Luego nos arrolló la era de la información, donde la privacidad es un lujo en lugar de un derecho. El irrespeto a la intimidad ajena es moneda corriente, y los límites personales se disuelven en la vorágine de la exposición pública. Son muchos los casos conocidos en los que asuntos personales han sido expuestos al excarnio público. Es aterrador ver cómo un íntimo detalle se convierte rápidamente en tema de chisme colectivo, sin respeto alguno por la privacidad de la persona involucrada. Perdemos de vista que cada transgresión de estos límites siembra desconfianza y relaciones superficiales.  

Normalizar estas conductas erradas nos alejan de nuestros valores originales y de lo que realmente da sentido a nuestras vidas. Socialmente, he visto cómo se perpetúa una cultura de desconfianza y competitividad malsana. En familias, entre amistades y lugares de trabajo, todos compiten para ser el más vivo, el que manda o el más importante, desvirtuando los valores fundamentales que promueven la cooperación y el respeto. Tristemente es normal la intolerancia social, el irrespeto hacia los padres, las ofensas, discriminaciones e incitaciones a las adicciones en las letras de canciones que las escuchan y bailan de lo más normal niños y niñas... ¿A dónde vamos a parar?

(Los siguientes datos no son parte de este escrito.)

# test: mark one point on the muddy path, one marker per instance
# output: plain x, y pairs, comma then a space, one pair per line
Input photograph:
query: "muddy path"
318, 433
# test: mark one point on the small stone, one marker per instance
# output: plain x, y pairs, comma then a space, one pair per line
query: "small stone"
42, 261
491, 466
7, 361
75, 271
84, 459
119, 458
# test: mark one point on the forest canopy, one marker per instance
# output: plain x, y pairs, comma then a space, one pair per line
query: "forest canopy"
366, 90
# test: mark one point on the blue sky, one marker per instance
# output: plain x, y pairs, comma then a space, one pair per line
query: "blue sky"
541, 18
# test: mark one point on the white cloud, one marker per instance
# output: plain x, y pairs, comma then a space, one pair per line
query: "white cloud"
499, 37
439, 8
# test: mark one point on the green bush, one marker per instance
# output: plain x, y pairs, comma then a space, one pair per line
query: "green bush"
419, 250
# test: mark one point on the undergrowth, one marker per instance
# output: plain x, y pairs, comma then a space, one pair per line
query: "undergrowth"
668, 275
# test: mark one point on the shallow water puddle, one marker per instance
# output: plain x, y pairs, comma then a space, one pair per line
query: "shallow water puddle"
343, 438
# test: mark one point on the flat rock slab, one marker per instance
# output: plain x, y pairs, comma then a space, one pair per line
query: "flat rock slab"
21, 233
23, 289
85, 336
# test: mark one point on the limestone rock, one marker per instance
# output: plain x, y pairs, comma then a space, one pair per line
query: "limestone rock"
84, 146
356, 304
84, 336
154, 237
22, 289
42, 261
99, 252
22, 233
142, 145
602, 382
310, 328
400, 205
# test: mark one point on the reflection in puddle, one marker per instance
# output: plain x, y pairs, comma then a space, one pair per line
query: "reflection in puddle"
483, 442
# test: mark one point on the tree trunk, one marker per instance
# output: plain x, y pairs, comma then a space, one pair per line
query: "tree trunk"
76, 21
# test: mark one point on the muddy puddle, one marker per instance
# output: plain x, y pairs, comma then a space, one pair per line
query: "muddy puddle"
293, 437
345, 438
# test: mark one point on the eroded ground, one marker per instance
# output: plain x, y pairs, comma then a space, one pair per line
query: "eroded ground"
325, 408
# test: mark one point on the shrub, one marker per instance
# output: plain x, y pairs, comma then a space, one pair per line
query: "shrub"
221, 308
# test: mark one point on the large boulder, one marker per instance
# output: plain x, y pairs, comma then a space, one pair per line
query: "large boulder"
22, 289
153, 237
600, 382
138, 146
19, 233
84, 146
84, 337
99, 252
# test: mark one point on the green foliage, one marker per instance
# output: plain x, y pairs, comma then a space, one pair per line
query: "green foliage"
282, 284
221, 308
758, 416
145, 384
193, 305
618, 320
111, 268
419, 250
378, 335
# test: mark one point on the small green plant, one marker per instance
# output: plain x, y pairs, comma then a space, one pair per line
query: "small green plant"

Si pudiéramos consultarle a Dios qué opina sobre este tema ¿qué respondería? Podemos recurrir a las Escrituras en Isaías 5:20 dónde nos advierte: "¡Ay de los que a lo malo dicen bueno, y a lo bueno malo; que ponen la oscuridad por luz, y la luz por oscuridad; que ponen lo amargo por dulce, y lo dulce por amargo!" Este versículo resalta la necesidad inescapable de reconocer y rechazar la distorsión de valores en nuestra sociedad. Nuestra capacidad de discernir el bien del mal es fundamental para construir una vida íntegra y un entorno genuinamente justo lejos de la paradoja de lo normal que no es normal.